The Very Best of Randy Crawford is a greatest hits album by American singer Randy Crawford, released in 1993. It contains singles and album tracks from Crawford's studio albums Everything Must Change (1976), Raw Silk (1979), Now We May Begin (1980), Secret Combination (1981), Windsong (1982), Nightline (1983), Abstract Emotions (1986), Rich and Poor (1989) and Through the Eyes of Love (1992), plus one track from the live album Casino Lights (1982) and one track from The Crusaders album Street Life (1979), on which Crawford provided vocals.

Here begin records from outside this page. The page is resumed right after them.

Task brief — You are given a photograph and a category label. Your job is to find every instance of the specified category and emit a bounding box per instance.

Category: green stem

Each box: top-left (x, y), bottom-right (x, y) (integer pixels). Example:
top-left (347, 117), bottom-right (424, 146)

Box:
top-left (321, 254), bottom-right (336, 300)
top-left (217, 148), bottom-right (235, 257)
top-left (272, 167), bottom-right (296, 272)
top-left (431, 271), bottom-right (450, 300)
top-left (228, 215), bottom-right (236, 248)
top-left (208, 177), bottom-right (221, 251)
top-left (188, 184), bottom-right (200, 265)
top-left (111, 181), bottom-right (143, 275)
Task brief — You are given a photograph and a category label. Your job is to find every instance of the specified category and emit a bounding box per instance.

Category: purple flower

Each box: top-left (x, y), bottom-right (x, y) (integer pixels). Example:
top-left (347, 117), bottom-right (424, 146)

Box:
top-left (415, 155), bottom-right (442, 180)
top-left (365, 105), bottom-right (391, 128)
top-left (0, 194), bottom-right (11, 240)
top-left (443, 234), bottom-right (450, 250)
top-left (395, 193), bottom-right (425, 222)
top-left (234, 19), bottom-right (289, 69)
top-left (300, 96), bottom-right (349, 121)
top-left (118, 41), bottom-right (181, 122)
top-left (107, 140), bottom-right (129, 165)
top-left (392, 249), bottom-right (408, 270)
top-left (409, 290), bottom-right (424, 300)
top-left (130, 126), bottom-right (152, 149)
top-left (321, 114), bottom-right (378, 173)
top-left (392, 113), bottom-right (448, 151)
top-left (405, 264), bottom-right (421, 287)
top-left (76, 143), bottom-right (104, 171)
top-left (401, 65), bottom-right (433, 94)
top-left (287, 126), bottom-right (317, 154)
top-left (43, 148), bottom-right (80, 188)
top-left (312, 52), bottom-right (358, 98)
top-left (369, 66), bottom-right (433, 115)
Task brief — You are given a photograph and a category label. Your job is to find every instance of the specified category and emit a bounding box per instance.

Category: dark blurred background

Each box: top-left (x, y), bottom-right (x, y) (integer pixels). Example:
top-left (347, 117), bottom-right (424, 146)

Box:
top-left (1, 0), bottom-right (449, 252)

The Very Best of Randy Crawford reached number 8 in the UK Albums Chart.

Professional ratings
Review scores
| Source | Rating |
| AllMusic | Star |

==Track listing==

| No. | Title | Writer(s) | Original album | Length |
|---|---|---|---|---|
| 1. | "Street Life" (featuring The Crusaders) | Will Jennings; Joe Sample; | Street Life | 3:55 |
| 2. | "One Day I'll Fly Away" | Jennings; Sample; | Now We May Begin | 5:00 |
| 3. | "Rainy Night in Georgia" | Tony Joe White | Secret Combination | 3:43 |
| 4. | "Almaz" | Randy Crawford | Abstract Emotions | 4:04 |
| 5. | "You Might Need Somebody" | Non O'Byre; Tom Snow; | Secret Combination | 3:54 |
| 6. | "Secret Combination" | Snow; Franne Golde; | Secret Combination | 3:24 |
| 7. | "Tender Falls the Rain" | Crawford | Now We May Begin | 4:13 |
| 8. | "This Old Heart of Mine" | Cecil Womack; Linda Womack; | Nightline | 3:58 |
| 9. | "Imagine" (featuring Yellowjackets) | John Lennon | Casino Lights | 5:31 |
| 10. | "Knockin' on Heaven's Door" | Bob Dylan | Rich and Poor | 5:00 |
| 11. | "Who's Crying Now" | Jonathan Cain; Steve Perry; | Through the Eyes of Love | 4:32 |
| 12. | "Same Old Story (Same Old Song)" | Jennings; Sample; | Now We May Begin | 4:05 |
| 13. | "One Hello" | Marvin Hamlisch; Carole Bayer Sager; | Windsong | 3:19 |
| 14. | "I've Never Been to Me" | Ken Hirsch; Ron Miller; | Everything Must Change | 3:35 |
| 15. | "I Stand Accused" | Jerry Butler | Raw Silk | 4:50 |
| 16. | "Endlessly" | Brook Benton; Clyde Otis; | Raw Silk | 4:06 |
| 17. | "You Bring the Sun Out" | Snow; Jessy Dixon; | Secret Combination | 3:25 |
| 18. | "Everything Must Change" | Benard Ighner | Everything Must Change | 4:50 |

==Charts==

| Chart (1993–94) | Peak position |
|---|---|
| Australia (ARIA) | 23 |
| UK (Official Charts Company) | 8 |

==Certifications==

| Region | Certification | Certified units/sales |
| Australia (ARIA) | Gold | 35,000^{^} |
^{^} Shipments figures based on certification alone.